July 16, 2021 | By David Glaser
On May 3rd CMS pulled the shared visit language from the Manuals. The government has increasingly recognized that only statutes and regulations can limit Medicare coverage, so when something in the Manuals is not contained in either a federal law or a federal regulation, it is not binding. CMS has created a mechanism permitting people to request deletion of Manual language that is not based on a regulation, and someone submitted a request noting that the absence of a regulatory discussion about shared visits. Medical Claims Processing Manual Chapter 12, Section 30.6.1, which used to contain the discussion about shared visits, now says “Left intentionally blank for future updates.”
So, what does that mean for shared visits? And what WAS a shared visit? Let’s start with the second question. A shared visit is an encounter in the hospital where a physician and a non-physician practitioner like a NPP or PA, both see the patient on the same day. It can be extraordinarily difficult to understand how Medicare differentiates between services that are considered “incident to” and shared visits. There is a good reason for the confusion. Medicare sometimes used the two terms interchangeably. Moreover, shared visits seem like a subset of incident to encounters.
On a macro level, it is helpful to recognize that “incident to” is used in a clinic, and by “clinic” I mean a free standing location that is not billing as a hospital and has no associated facility fee. Shared visits have been used in the hospital inpatient or outpatient department. There is a policy reason for the difference. Medicare has a regulation, 42 CFR 411.15(m), that specifically excludes a variety of services to hospital patients. Included in the list of services that are not covered in the hospital are “services incident to a physician service.” In other words, a physician can’t bill for services incident to the physician’s work when they are done in the hospital, either inpatient or outpatient. If this weren’t confusing enough, Medicare routinely refers to a wide variety of hospital services as “incident to.” Unfortunately, the same term has been used multiple times with a different meaning. But when CMS is talking about hospital services incident to, they are talking about services covered by the facility fee, not professional services. This is terribly confusing, but also a topic for another day. For our purposes we are discussing services both performed, and billed, by a physician.
Recognizing that there are times a physician and a non-physician practitioner might both provide services to hospital inpatients and outpatients, Medicare wanted to find a way to explicitly acknowledge the method for submitting the claim. The result was a shared visit. When a physician and a non-physician practitioner saw the patient and the physician “provides any face-to-face portions of the E&M encounter with the patient” the two visits were combined into one, according to the now deleted language.
It is worth noting that in another section of the manual, also deleted, that discussed SNF visits, used slightly different language to describe the minimum requirements for a shared visit. That text, which was quoted by some contractors and a Medical Learning Network article, said that a physician could bill when performing “a substantive portion of the visit.” A substantive portion was defined some element of the history exam or medical decision making. Of course, those two instructions are not consistent. You can provide medical decision making without having any face-to-face interaction. Moreover, that text appeared in a section discussing skilled nursing facilities, and the fact that shared visits couldn’t be billed there. In short, it was not a place one would naturally look for guidance on shared visits.
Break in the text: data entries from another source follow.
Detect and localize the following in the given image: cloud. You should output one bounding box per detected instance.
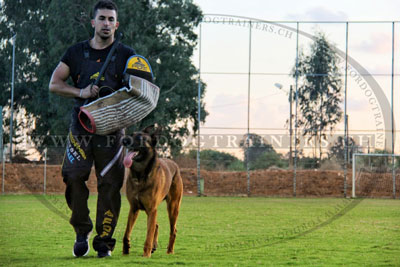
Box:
[354,32,392,54]
[288,6,348,21]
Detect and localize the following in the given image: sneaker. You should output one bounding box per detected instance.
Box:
[72,233,90,257]
[97,250,111,258]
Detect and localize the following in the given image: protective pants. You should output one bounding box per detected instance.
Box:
[62,131,124,254]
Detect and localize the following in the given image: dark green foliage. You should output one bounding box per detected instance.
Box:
[292,32,342,160]
[0,0,207,154]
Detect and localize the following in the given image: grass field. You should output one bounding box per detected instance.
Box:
[0,195,400,266]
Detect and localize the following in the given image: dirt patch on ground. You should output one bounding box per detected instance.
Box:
[0,163,400,197]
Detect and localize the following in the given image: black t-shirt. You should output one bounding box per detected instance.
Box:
[61,41,135,86]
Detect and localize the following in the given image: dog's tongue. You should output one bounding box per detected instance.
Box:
[124,152,138,168]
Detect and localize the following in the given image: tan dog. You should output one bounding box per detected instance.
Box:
[122,126,183,257]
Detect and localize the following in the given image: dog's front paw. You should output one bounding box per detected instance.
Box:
[122,239,131,255]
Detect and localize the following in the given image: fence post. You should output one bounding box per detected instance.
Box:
[0,106,5,195]
[43,148,47,195]
[1,154,6,195]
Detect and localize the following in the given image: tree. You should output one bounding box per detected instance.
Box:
[0,0,207,156]
[292,32,342,161]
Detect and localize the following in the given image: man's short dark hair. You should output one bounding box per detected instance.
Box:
[93,0,118,18]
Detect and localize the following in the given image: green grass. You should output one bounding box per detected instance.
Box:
[0,195,400,266]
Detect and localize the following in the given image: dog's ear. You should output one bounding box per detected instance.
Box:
[150,127,162,147]
[142,124,154,134]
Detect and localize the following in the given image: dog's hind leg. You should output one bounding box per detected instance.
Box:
[143,209,157,258]
[122,207,139,254]
[151,223,158,254]
[167,171,183,254]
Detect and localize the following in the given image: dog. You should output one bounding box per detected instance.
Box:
[122,126,183,258]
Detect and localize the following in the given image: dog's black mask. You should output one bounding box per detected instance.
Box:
[122,133,153,162]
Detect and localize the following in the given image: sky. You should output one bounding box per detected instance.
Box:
[193,0,400,155]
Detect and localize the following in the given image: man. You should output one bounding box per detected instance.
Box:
[49,0,135,257]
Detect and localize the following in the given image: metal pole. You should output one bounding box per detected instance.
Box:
[43,148,47,195]
[246,20,252,196]
[293,22,299,197]
[343,22,349,197]
[0,106,4,166]
[1,154,6,195]
[390,22,396,198]
[0,106,4,195]
[351,153,356,198]
[197,23,203,197]
[10,34,17,163]
[289,85,293,169]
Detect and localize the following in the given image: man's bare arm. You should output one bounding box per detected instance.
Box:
[49,62,99,98]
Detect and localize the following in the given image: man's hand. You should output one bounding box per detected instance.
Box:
[80,84,99,99]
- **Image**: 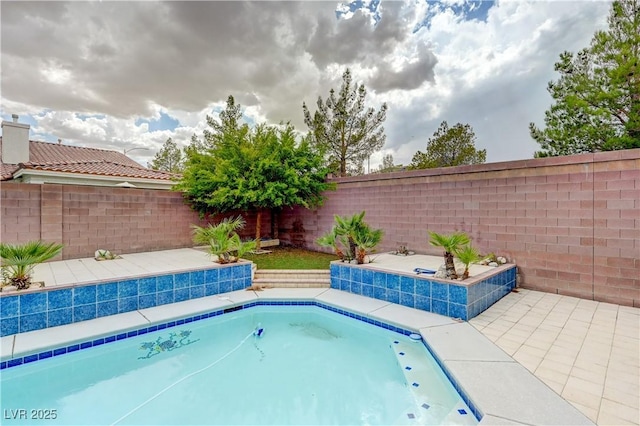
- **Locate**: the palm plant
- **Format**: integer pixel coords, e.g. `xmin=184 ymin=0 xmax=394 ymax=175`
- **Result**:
xmin=456 ymin=244 xmax=482 ymax=280
xmin=428 ymin=231 xmax=469 ymax=280
xmin=334 ymin=211 xmax=365 ymax=260
xmin=316 ymin=211 xmax=383 ymax=264
xmin=353 ymin=224 xmax=384 ymax=265
xmin=192 ymin=216 xmax=256 ymax=263
xmin=0 ymin=241 xmax=64 ymax=290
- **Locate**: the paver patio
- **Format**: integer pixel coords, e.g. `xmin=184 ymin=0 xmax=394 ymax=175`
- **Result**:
xmin=469 ymin=289 xmax=640 ymax=425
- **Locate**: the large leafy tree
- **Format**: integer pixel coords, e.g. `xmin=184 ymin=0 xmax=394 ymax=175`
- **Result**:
xmin=302 ymin=69 xmax=387 ymax=176
xmin=177 ymin=96 xmax=332 ymax=248
xmin=529 ymin=0 xmax=640 ymax=157
xmin=409 ymin=121 xmax=487 ymax=169
xmin=147 ymin=138 xmax=184 ymax=173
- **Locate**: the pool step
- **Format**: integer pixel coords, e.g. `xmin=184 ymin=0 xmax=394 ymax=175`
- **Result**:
xmin=390 ymin=340 xmax=478 ymax=425
xmin=253 ymin=269 xmax=331 ymax=288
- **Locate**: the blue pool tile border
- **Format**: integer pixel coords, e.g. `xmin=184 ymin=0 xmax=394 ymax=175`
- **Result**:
xmin=330 ymin=261 xmax=516 ymax=321
xmin=0 ymin=300 xmax=484 ymax=421
xmin=0 ymin=262 xmax=251 ymax=337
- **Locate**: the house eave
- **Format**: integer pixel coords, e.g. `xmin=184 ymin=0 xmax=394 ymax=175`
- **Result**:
xmin=8 ymin=169 xmax=175 ymax=190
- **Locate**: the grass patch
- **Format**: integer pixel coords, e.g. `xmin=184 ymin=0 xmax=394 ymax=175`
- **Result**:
xmin=242 ymin=247 xmax=338 ymax=269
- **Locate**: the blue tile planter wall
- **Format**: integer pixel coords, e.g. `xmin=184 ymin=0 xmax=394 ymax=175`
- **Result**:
xmin=0 ymin=263 xmax=251 ymax=336
xmin=331 ymin=262 xmax=516 ymax=321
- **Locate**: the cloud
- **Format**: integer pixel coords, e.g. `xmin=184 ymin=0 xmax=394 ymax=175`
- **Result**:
xmin=0 ymin=0 xmax=609 ymax=168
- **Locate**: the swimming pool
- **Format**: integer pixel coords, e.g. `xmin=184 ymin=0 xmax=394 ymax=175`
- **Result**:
xmin=1 ymin=306 xmax=477 ymax=424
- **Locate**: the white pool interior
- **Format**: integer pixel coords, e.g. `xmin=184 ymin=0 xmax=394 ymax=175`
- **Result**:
xmin=2 ymin=306 xmax=478 ymax=425
xmin=0 ymin=288 xmax=593 ymax=425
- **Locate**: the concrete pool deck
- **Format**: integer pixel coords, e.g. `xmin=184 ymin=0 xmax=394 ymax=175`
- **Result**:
xmin=0 ymin=249 xmax=640 ymax=425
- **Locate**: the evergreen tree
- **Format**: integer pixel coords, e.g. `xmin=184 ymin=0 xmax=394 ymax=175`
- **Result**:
xmin=529 ymin=0 xmax=640 ymax=157
xmin=409 ymin=121 xmax=487 ymax=169
xmin=378 ymin=154 xmax=400 ymax=173
xmin=177 ymin=96 xmax=332 ymax=249
xmin=302 ymin=69 xmax=387 ymax=176
xmin=147 ymin=138 xmax=184 ymax=173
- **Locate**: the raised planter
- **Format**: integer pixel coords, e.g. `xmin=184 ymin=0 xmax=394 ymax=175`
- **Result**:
xmin=330 ymin=255 xmax=516 ymax=321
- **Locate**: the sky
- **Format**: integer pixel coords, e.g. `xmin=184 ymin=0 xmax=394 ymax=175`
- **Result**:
xmin=0 ymin=0 xmax=611 ymax=171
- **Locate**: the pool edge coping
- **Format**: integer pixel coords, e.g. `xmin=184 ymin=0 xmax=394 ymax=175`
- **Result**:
xmin=1 ymin=288 xmax=594 ymax=424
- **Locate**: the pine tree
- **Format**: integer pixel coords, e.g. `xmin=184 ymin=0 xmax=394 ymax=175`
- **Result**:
xmin=302 ymin=69 xmax=387 ymax=176
xmin=409 ymin=121 xmax=487 ymax=169
xmin=529 ymin=0 xmax=640 ymax=157
xmin=147 ymin=138 xmax=184 ymax=173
Despite the poorly written Manuals, I have historically believed it was appropriate to combine work by two professionals to see a patient in the hospital as long as both of the professionals have actually physically seen the patient. If the physician has done any portion of an exam or history, which really could extend to asking “how are you” or looking at the patient’s respiratory effort, you may bill for the combined effort of the non-physician and the physician on one claim, and at the higher reimbursement rate billed by the physician.
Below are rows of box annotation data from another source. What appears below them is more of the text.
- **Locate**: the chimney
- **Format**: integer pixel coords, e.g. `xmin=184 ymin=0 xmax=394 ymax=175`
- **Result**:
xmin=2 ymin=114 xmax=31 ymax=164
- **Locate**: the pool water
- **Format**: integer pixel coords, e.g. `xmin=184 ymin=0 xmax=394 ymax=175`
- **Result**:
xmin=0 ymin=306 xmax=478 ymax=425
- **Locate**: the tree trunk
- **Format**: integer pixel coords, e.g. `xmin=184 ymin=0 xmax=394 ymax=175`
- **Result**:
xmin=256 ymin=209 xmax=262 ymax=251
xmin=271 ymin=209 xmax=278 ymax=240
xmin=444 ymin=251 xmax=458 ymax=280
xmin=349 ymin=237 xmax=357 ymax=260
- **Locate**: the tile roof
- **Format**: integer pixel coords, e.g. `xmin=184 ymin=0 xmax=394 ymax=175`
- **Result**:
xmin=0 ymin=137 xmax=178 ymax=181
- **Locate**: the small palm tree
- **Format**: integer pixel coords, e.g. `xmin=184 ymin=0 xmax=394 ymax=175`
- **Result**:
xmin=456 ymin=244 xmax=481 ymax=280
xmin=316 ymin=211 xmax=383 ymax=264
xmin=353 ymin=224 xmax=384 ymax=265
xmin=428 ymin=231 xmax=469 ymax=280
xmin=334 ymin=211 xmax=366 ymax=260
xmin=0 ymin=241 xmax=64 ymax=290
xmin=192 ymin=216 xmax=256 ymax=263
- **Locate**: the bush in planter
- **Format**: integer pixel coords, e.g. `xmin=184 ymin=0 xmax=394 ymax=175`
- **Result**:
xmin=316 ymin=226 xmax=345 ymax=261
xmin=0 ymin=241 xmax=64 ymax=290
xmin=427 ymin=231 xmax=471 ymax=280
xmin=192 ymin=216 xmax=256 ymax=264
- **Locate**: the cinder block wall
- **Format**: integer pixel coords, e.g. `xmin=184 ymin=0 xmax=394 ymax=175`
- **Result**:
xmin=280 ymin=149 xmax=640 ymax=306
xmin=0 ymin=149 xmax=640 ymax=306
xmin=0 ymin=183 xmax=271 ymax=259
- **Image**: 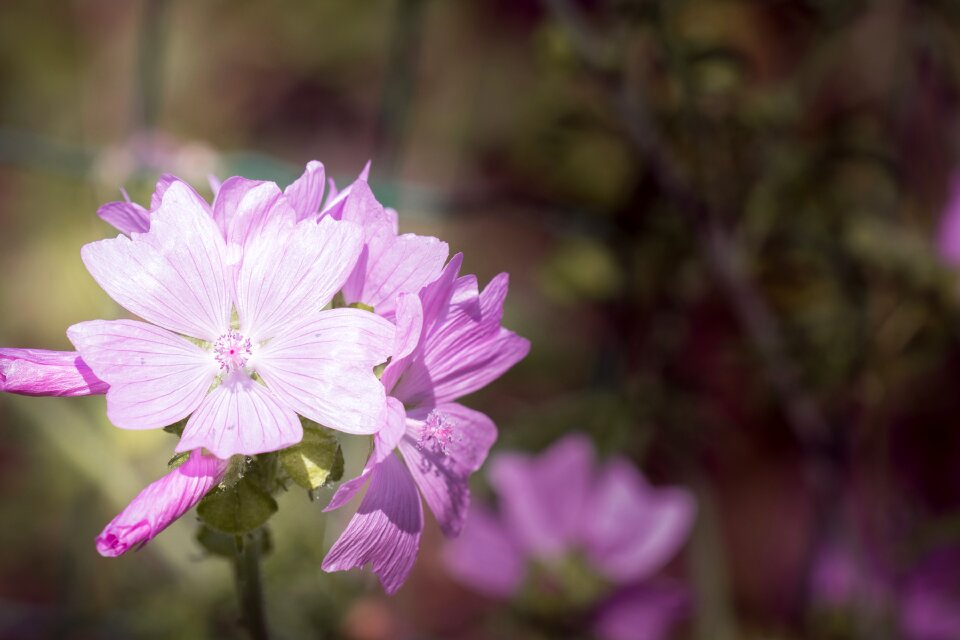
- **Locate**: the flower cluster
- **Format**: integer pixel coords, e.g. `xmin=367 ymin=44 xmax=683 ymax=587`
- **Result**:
xmin=445 ymin=435 xmax=696 ymax=640
xmin=0 ymin=161 xmax=529 ymax=593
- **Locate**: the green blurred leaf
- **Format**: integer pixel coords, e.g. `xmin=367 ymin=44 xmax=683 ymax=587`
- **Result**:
xmin=280 ymin=420 xmax=343 ymax=490
xmin=197 ymin=477 xmax=277 ymax=534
And while you can do basically the same thing in the clinic, and there it would be called billing “incident to,” in the hospital the term to describe it is a shared visit.
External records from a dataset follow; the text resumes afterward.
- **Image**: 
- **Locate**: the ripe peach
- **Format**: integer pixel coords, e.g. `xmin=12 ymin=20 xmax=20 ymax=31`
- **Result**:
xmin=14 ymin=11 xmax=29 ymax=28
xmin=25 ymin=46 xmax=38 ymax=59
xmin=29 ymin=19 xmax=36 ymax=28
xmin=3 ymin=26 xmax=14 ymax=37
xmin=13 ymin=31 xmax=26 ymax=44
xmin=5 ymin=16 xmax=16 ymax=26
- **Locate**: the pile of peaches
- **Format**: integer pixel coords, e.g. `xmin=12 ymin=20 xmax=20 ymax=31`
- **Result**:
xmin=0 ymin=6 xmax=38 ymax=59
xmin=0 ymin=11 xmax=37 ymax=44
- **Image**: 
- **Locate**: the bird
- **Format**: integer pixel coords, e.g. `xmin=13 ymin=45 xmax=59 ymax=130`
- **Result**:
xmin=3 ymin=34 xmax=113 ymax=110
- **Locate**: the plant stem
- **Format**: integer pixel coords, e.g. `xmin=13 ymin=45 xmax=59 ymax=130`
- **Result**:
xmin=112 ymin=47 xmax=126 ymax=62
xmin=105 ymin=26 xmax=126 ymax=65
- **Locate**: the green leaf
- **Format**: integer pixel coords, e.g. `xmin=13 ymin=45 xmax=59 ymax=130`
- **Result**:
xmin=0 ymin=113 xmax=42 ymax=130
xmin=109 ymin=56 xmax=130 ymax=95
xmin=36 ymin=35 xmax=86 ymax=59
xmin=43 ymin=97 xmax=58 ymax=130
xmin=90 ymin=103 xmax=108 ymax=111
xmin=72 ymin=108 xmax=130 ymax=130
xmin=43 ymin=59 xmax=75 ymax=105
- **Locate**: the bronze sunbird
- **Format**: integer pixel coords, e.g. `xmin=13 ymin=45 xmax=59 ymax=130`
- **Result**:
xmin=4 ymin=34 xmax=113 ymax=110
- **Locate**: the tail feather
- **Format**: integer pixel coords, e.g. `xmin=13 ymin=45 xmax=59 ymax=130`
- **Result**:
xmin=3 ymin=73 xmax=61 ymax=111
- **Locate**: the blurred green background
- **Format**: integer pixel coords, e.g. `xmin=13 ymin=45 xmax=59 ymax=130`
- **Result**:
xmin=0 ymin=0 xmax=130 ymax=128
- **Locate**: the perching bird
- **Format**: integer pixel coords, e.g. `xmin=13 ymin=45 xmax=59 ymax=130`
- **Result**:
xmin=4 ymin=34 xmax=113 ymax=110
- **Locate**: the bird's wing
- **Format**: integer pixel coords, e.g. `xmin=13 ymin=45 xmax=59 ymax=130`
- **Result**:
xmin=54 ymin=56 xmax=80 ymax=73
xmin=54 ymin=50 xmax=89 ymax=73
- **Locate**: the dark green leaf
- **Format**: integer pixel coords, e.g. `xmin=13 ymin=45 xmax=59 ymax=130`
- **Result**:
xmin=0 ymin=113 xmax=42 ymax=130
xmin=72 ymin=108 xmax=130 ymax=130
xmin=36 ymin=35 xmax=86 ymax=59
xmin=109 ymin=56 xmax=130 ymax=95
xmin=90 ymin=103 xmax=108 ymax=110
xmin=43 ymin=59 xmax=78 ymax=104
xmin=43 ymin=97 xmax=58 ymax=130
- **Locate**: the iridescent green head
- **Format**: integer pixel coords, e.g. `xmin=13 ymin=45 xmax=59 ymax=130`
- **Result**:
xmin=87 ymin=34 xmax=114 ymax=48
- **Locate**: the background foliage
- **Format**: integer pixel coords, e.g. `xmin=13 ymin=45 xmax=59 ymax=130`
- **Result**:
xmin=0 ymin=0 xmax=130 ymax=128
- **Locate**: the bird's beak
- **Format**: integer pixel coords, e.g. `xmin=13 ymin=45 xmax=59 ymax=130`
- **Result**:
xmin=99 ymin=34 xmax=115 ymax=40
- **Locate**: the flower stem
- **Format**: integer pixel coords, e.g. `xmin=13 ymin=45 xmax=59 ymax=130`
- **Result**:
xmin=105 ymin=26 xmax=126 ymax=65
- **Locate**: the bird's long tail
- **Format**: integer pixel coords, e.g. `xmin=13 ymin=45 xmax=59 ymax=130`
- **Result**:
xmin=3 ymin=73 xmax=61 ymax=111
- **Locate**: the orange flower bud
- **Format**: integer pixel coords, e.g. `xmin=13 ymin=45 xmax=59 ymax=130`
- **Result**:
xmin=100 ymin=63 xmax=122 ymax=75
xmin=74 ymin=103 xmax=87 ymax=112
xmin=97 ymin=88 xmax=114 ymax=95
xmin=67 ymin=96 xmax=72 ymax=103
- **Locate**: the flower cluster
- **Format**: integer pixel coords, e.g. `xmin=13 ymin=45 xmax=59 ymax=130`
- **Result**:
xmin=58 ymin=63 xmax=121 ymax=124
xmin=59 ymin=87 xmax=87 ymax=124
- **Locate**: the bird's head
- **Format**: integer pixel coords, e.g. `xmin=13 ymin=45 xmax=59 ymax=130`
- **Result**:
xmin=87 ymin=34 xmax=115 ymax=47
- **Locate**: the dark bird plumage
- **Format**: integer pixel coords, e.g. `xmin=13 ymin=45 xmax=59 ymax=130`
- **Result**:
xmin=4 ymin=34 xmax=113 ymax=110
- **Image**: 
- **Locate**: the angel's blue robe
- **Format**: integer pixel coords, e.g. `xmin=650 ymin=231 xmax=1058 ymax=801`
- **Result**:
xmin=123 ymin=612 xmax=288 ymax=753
With the language being withdrawn what should you do? I wish I could give a 100% guarantee that you can use the principles articulated in the deleted shared visit language without fear of retribution. While I can’t, I would still use those principles. At least one Medicare administrative contractor, WPS, explicitly said they’re still allowing shared visits and CMS has indicated that they will be issuing formal rulemaking to permit them. The proposed 2022 fee schedule will likely be issued in July, and it is possible it will include information about shared visits. Of course, even if it does, this will only be a proposal, with nothing final before January 1st. But the main reason that I would continue to use the “shared visits” principles is that they seem logical, and I don’t believe that they are explicitly prohibited by any statute or regulation. There is a longstanding principle that when two or more professionals of the same specialty see a patient in the same day, only one E&M services is billable. Nothing in the statutes or regulations PROHIBITS the idea that the work of the two professionals may be combined. Because of 42 CFR 411.15(m) we can’t say that the visit is “incident to,” but we can still argue that we are still applying the longstanding principle of combining visits by two professionals in the same specialty into one bill. Therefore, I would be inclined to bill using the principles outlined in the deleted Manual language. In the event that the claim is denied, you have a reasonable basis for appeal.
The other option, of course, is to bill the service under the name and number of the non-physician practitioner and await further instruction from CMS. Hopefully more definitive guidance will soon remove the ambiguity that clouds these shared visits.